La politique migratoire actuelle a eu des effets négatifs sur des secteurs économiques clés en raison des pénuries de main-d’œuvre dues aux expulsions massives. Dans ce contexte, Amnistie internationale encourage la poursuite du consensus naissant sur la nécessité d’ouvrir des voies de régularisation, en évitant que ces mécanismes ne répètent les erreurs du passé, comme celles du Plan national de régularisation, qui a échoué : de nombreux bénéficiaires n’ont pas pu renouveler leurs papiers depuis le début de l’administration actuelle, ce qui les expose à la détention arbitraire, à l’extorsion par des agents corrompus et aux réseaux de traite et de trafic d’êtres humains.

« Toute politique migratoire doit garantir des voies légales d’entrée et de séjour sans discrimination, notamment avec la réouverture du système de visa pour les personnes haïtiennes fermé depuis 2023, ainsi que l’accès à la procédure d’asile et à des papiers renouvelables », a déclaré Johanna Cilano Peláez, chercheuse sur les Caraïbes à Amnistie internationale.

Amnistie internationale réaffirme également qu’il est urgent de rendre leur nationalité aux personnes dominicaines d’origine haïtienne concernées par l’arrêt 168-13 de la Cour constitutionnelle. L’absence de mise en œuvre effective de la Loi n° 169-14 a perpétué l’apatridie dans le pays, en violation du droit international, laissant des milliers de personnes dans une situation extrême de vulnérabilité et d’exclusion.

« Les déclarations publiques du Dialogue et du président Abinader ont été marquées par une vision axée sur la souveraineté et la sécurité, qui laisse de côté l’approche centrée sur les droits humains et exclut des questions clés telles que la discrimination raciale et l’apatridie », a ajouté Johanna Cilano Peláez. Cela limite considérablement les possibilités d’élaborer une politique migratoire juste et durable. »

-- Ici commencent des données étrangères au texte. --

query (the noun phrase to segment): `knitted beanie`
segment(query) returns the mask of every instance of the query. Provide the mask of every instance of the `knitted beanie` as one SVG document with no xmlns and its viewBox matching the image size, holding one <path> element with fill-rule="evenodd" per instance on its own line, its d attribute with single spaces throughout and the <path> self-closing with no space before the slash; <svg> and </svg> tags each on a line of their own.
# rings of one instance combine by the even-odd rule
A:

Amnistie internationale demande que le rapport final du Dialogue contienne des engagements concrets en faveur d’une politique migratoire globale, durable et fondée sur les droits humains, qui intègre des mesures efficaces pour prévenir la discrimination, éliminer le profilage racial et supprimer les pratiques qui mettent des vies en danger. 

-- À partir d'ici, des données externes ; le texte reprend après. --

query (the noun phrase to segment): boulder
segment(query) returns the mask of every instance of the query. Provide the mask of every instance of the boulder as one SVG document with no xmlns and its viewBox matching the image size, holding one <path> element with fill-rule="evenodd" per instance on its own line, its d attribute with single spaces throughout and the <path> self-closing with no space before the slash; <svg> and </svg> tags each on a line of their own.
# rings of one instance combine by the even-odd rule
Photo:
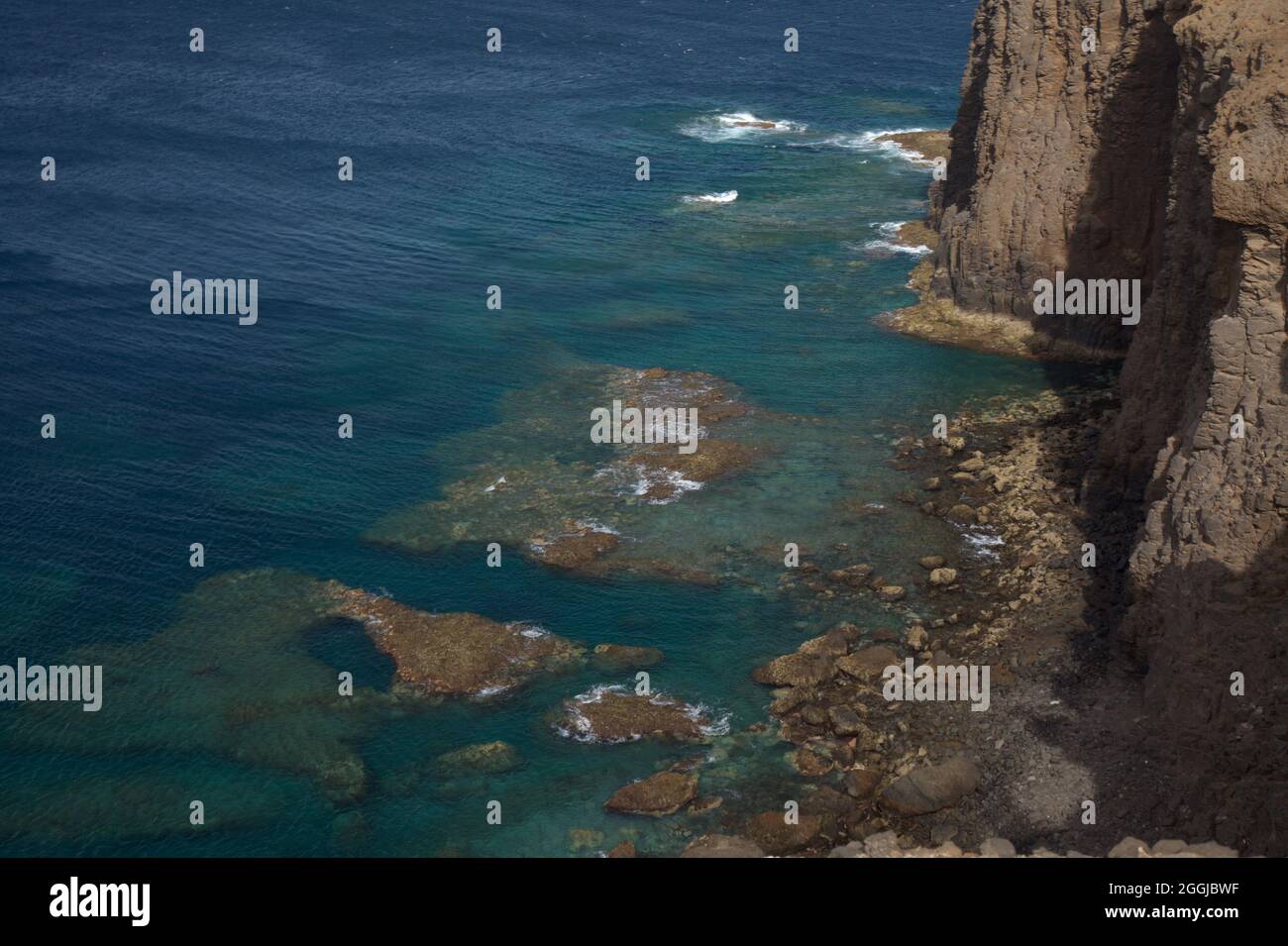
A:
<svg viewBox="0 0 1288 946">
<path fill-rule="evenodd" d="M 604 802 L 607 811 L 618 815 L 674 815 L 698 797 L 698 776 L 683 772 L 658 772 L 632 781 Z"/>
<path fill-rule="evenodd" d="M 478 743 L 443 753 L 434 761 L 444 775 L 497 775 L 519 765 L 519 753 L 509 743 Z"/>
<path fill-rule="evenodd" d="M 751 672 L 765 686 L 817 686 L 832 676 L 832 660 L 823 654 L 784 654 Z"/>
<path fill-rule="evenodd" d="M 930 573 L 930 583 L 943 588 L 957 580 L 957 569 L 935 569 Z"/>
<path fill-rule="evenodd" d="M 582 743 L 632 743 L 661 739 L 706 741 L 711 719 L 694 707 L 661 694 L 638 696 L 622 687 L 595 687 L 564 700 L 555 730 Z"/>
<path fill-rule="evenodd" d="M 692 842 L 680 857 L 764 857 L 755 842 L 735 834 L 705 834 Z"/>
<path fill-rule="evenodd" d="M 860 647 L 836 660 L 840 671 L 862 681 L 880 680 L 881 672 L 891 664 L 899 664 L 899 655 L 881 644 Z"/>
<path fill-rule="evenodd" d="M 746 834 L 768 855 L 790 855 L 814 843 L 823 830 L 818 815 L 799 815 L 796 824 L 788 824 L 786 811 L 766 811 L 747 822 Z"/>
<path fill-rule="evenodd" d="M 881 793 L 881 803 L 902 815 L 929 815 L 948 808 L 979 786 L 979 768 L 966 756 L 939 766 L 922 766 L 895 779 Z"/>
</svg>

« Il est temps de rectifier le tir. La République dominicaine a besoin d’une politique migratoire antiraciste, respectant pleinement les droits des femmes et des filles, humaine et durable », a conclu Ana Piquer. 

Pour en savoir plus : 

Amnistie internationale a recueilli des informations sur des expulsions collectives, des cas de recours excessif à la force, de profilage racial et de refus d’accorder à des personnes migrantes ou réfugiées et à des personnes dominicaines d’origine haïtienne des services de base tels que la santé et l’éducation. Ses recommandations sont disponibles dans l’Action urgente (AMR 27/9277/2025), ses soumissions à l’ONU, ses rapports publics et sa campagne #RDAntirracist.